Governors get ball rolling on Penn Station redesign
NEW YORK – New York Penn Station – arguably the most notorious transit hub in the region and once the busiest in North America – is on the path to getting a face-lift.
New Jersey Gov. Phil Murphy and New York Gov. Kathy Hochul jointly announced Thursday a request for a proposal to reimagine and redesign the station that is known for chaos and delays.
“Today we are focusing on the physical, and I believe it will be a spiritual, transformation of Penn Station itself,” said Hochul, who was joined by Murphy, New York City Mayor Eric Adams, Metropolitan Transportation Authority President Janno Lieber, NJ Transit President Kevin Corbett and Amtrak board Chair Tony Coscia.
Proposals are due July 28, and Hochul said a winning design and engineering firm will be selected in the late summer or early fall.

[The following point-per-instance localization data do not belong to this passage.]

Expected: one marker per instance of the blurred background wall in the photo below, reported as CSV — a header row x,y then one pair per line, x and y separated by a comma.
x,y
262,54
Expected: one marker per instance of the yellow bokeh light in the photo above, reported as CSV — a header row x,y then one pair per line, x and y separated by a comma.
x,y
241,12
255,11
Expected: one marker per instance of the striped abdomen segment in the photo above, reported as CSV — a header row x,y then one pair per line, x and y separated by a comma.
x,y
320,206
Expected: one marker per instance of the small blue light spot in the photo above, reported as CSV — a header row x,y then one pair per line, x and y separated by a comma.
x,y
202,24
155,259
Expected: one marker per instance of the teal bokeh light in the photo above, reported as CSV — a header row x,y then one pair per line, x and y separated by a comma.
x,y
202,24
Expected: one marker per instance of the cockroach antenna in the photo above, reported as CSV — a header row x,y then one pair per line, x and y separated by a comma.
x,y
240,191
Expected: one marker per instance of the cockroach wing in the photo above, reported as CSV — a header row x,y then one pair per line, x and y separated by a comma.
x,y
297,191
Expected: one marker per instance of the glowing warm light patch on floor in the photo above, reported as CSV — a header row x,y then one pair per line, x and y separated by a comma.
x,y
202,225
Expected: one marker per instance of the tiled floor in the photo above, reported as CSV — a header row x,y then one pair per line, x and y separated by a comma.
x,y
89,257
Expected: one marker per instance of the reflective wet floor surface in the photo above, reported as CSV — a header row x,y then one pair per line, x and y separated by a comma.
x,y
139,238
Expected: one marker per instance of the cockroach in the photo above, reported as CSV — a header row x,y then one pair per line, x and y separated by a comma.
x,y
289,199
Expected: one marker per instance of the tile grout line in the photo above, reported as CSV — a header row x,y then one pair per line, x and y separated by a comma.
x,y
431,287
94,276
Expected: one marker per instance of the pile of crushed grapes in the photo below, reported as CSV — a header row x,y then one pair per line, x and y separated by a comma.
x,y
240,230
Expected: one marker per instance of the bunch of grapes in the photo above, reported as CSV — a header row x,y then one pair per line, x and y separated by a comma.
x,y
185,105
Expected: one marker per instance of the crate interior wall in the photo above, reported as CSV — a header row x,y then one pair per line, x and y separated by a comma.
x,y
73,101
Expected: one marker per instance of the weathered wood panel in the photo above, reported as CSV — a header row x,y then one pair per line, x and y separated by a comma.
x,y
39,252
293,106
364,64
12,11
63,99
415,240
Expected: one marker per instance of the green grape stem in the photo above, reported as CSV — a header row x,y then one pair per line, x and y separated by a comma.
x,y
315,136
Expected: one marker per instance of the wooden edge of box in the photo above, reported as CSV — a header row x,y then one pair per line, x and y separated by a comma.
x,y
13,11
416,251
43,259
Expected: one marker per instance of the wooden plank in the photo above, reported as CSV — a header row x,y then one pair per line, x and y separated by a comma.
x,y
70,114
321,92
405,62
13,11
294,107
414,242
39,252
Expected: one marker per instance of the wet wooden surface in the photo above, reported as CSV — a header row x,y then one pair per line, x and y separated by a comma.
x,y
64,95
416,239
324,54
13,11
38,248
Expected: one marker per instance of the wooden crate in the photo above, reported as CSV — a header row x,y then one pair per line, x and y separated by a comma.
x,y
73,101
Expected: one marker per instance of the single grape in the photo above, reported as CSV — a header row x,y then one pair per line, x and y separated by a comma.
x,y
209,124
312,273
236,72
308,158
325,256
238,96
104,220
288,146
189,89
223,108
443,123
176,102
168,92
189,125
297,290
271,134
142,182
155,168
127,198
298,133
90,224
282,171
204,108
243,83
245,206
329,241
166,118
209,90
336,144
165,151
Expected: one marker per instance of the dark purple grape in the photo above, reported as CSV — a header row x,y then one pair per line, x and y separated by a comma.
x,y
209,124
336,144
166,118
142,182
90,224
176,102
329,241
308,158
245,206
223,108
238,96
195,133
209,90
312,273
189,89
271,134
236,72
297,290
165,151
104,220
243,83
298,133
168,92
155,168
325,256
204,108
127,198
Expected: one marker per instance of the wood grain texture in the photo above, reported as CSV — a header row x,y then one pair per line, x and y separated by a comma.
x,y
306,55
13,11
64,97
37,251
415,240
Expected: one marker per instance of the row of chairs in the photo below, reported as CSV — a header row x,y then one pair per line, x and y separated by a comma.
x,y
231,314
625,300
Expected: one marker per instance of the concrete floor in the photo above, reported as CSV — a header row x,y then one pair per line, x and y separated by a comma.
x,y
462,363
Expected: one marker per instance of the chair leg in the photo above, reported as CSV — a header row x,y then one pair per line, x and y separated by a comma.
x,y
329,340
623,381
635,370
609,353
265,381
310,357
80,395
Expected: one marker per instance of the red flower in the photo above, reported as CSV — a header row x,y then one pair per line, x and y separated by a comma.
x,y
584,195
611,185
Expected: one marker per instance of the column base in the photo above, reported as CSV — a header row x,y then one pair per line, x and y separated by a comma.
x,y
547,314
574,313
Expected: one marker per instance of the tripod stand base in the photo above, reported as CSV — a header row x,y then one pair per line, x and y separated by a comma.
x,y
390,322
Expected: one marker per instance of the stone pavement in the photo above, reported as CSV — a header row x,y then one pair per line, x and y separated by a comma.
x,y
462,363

“All of our residents, whether they be daily commuters, occasional visitors, and regardless of which direction they are traveling, deserve a Penn Station that is inviting and comfortable,” Murphy said. “They deserve better than the continually cramped and constantly muggy halls and claustrophobic, low-slung ceilings; they deserve better than the current maze of walkways that deserve their own page on Google Maps.”
NJ Transit, Amtrak and the Long Island Rail Road share the tracks at Penn, though many customers for Amtrak and the LIRR can now board from next door’s Moynihan Train Hall, where Thursday’s news conference was held. The tracks NJ Transit primarily uses at Penn do not run under Moynihan. Six subway lines also stop at Penn Station.
The renovation of Penn Station, estimated to cost around $7 billion, could include consolidating the concourse waiting area into one level, constructing more escalators, stairwells, elevators and entrances, and connecting Penn Station and Herald Square with a new underground pedestrian corridor.
Advocates, residents and the New York City Independent Budget Office voiced skepticism about the slew of projects with concerns about financing, overdevelopment and scant details about the transit improvements.
The New Jersey contingency at Thursday’s announcement also emphasized the need to move ahead with the tunnels, or else, as Murphy said, “having a new Penn Station doesn’t mean much.” A memorandum of understanding between the two states should be announced in the coming weeks to outline how the states will pay for that $12.6 billion project.
Lieber, who heads the MTA, said there is urgency to begin construction on Penn Station’s renovations because commuter traffic will be relatively low in the coming years. Some Long Island Rail Road trains will begin stopping at Grand Central Station, as part of the long-awaited East Side Access project opening to commuters later this year. In five or six years, some Metro-north trains will stop at Penn Station.
“We must use that window when there are few legs, railroad commuters in Penn Station, to really transform it, and we’re going to do just that,” Lieber said.